Richard Smith, from Allen & Overy explains a case in which the Indian Supreme Court has reconsidered the state of arbitration law relating to offshore arbitrations.
On 10 January 2012, a five-judge constitutional bench of the Indian Supreme Court commenced hearings in Bharat Aluminium Co v Kaiser Aluminium Technical Services Inc (Civil Appeal No 7019 of 2005) and other consolidated appeals.
The hearings have now concluded and we await the Court’s decision. The outcome of the appeal is likely to be of considerable significance to investors in India.
The Indian Arbitration and Conciliation Act 1996 (the “Act”) has two distinct parts. Part I applies where the place of arbitration is in India (section 2(2)). This Part confers significant powers on the Indian courts to grant interim measures, to appoint and replace arbitrators and to review arbitral awards. Part II is concerned with the recognition and enforcement in India of foreign arbitral awards which fall within the scope of the 1958 New York Convention and the 1927 Geneva Convention. In line with those Conventions, Part II considerably restricts the scope for judicial intervention by the Indian courts.
In Bhatia International v Bulk Trading SA (“Bhatia”), the Indian Supreme Court considered a request for interim relief under Part I of the Act by a party to an ICC arbitration seated in Paris. A three-judge bench of the Court held that the provisions of Part I of the Act would also apply to international commercial arbitrations seated outside India, unless the parties had expressly or impliedly excluded its application. The reasoning underlying the Court’s judgment was that section 2(2) of the Act did not imply that Part I would “only” apply when the place of arbitration was in India.

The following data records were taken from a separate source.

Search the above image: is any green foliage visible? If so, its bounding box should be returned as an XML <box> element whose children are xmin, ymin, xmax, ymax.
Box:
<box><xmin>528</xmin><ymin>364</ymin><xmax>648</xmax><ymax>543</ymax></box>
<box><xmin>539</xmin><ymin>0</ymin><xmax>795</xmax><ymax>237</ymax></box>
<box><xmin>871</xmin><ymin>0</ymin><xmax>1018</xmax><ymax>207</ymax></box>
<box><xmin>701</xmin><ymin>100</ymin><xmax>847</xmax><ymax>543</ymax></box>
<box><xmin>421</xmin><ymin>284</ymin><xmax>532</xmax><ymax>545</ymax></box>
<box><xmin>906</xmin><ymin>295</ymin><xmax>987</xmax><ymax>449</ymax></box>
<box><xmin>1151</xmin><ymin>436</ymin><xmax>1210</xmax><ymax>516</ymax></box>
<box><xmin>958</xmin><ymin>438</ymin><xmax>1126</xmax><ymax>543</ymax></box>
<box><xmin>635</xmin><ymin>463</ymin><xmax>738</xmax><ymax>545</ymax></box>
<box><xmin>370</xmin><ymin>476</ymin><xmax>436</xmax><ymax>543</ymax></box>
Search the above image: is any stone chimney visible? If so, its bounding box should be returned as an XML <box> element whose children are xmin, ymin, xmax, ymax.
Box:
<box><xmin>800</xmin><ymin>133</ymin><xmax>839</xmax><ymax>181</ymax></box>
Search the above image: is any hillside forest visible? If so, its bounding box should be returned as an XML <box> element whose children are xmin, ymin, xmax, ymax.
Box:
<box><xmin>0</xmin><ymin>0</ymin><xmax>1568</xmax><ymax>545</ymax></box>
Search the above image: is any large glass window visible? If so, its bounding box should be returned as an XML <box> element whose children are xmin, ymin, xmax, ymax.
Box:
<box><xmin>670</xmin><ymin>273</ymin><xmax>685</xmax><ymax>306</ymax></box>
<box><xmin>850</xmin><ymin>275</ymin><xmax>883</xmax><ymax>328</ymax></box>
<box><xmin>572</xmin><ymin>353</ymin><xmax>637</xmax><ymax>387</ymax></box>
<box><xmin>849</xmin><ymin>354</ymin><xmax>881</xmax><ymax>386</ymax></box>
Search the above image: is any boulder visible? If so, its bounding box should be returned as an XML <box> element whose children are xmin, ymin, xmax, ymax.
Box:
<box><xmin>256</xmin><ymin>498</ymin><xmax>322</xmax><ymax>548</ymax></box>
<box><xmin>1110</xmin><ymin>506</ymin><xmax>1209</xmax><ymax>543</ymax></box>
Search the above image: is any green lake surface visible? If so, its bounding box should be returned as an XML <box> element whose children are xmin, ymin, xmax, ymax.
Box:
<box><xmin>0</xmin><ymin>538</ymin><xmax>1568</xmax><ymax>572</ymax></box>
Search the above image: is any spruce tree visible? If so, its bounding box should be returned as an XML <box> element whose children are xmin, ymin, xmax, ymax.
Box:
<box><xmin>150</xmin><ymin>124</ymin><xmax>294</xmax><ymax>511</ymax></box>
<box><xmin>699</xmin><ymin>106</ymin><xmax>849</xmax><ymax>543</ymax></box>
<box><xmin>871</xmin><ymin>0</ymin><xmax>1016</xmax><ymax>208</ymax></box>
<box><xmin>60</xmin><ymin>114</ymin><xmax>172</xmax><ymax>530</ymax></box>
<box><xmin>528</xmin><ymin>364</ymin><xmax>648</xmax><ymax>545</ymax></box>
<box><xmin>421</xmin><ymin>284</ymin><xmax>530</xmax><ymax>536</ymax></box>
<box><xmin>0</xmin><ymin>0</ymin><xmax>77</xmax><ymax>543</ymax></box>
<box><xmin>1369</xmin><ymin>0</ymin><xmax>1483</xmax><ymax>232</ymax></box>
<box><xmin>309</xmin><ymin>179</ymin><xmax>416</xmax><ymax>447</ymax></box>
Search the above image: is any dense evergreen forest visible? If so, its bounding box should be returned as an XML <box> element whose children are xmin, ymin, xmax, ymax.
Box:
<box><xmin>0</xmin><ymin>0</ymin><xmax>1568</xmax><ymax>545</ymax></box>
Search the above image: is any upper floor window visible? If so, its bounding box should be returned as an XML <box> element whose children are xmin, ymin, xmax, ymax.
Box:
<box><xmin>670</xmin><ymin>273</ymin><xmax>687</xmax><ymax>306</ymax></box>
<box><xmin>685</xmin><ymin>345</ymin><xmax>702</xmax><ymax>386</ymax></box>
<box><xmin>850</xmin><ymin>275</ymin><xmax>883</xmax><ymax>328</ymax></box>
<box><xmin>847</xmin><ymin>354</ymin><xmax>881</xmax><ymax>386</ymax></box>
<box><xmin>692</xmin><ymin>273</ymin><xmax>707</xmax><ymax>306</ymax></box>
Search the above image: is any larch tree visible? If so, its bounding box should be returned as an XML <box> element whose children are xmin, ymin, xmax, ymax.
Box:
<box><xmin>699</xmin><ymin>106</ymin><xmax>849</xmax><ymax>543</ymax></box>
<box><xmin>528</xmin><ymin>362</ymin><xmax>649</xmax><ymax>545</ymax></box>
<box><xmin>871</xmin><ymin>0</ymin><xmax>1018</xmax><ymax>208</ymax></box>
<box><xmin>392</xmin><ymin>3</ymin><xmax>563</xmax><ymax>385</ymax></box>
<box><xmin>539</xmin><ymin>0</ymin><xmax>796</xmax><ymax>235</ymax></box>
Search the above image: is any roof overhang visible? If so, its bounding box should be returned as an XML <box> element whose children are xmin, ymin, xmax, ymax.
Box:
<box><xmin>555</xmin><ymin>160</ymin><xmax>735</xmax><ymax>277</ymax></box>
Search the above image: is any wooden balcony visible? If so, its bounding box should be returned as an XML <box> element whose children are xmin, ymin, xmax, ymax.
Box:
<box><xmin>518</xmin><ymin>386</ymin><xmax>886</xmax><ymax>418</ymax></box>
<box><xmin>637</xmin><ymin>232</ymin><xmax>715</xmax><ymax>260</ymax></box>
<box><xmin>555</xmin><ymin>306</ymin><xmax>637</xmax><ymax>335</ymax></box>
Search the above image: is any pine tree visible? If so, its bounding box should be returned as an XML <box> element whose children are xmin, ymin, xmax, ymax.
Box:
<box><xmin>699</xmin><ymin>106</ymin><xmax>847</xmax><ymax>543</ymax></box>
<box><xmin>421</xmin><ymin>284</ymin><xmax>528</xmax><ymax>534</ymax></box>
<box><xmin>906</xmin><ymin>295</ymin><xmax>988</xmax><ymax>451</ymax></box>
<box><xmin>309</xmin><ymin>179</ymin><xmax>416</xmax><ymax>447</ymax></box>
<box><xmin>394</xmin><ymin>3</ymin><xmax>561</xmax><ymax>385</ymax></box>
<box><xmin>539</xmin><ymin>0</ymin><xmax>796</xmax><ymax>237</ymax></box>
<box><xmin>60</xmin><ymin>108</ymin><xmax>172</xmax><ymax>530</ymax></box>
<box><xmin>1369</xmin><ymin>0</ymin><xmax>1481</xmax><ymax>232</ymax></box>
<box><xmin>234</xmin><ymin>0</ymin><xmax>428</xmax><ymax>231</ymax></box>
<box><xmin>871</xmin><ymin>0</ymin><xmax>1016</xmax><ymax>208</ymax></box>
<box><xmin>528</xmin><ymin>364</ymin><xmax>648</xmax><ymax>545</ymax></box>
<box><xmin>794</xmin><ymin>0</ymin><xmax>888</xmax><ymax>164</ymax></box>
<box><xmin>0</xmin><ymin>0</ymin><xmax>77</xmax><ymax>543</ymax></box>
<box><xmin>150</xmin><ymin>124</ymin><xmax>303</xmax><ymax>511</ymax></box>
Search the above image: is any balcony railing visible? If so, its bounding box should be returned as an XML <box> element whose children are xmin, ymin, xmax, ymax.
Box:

The Bhatia ruling considerably expanded the scope for Indian courts to interfere in arbitrations seated outside India. For instance, in Venture Global Engineering v Satyam Computers Services (2008), a two-judge bench of the Supreme Court followed Bhatia and held that an LCIA award rendered in London could be challenged in India under the expanded “public policy” grounds for reviewing arbitral awards in Part I of the Act (section 34). Similarly, in Indtel Technical Services v Atkins (2008), the Supreme Court ruled that it had the power to appoint arbitrators in arbitrations seated outside India in the case of a deadlock between the parties concerning the appointment procedure. Later court decisions have also been inconsistent as to when Part I of the Act can be excluded by the parties to an arbitration with a seat outside India.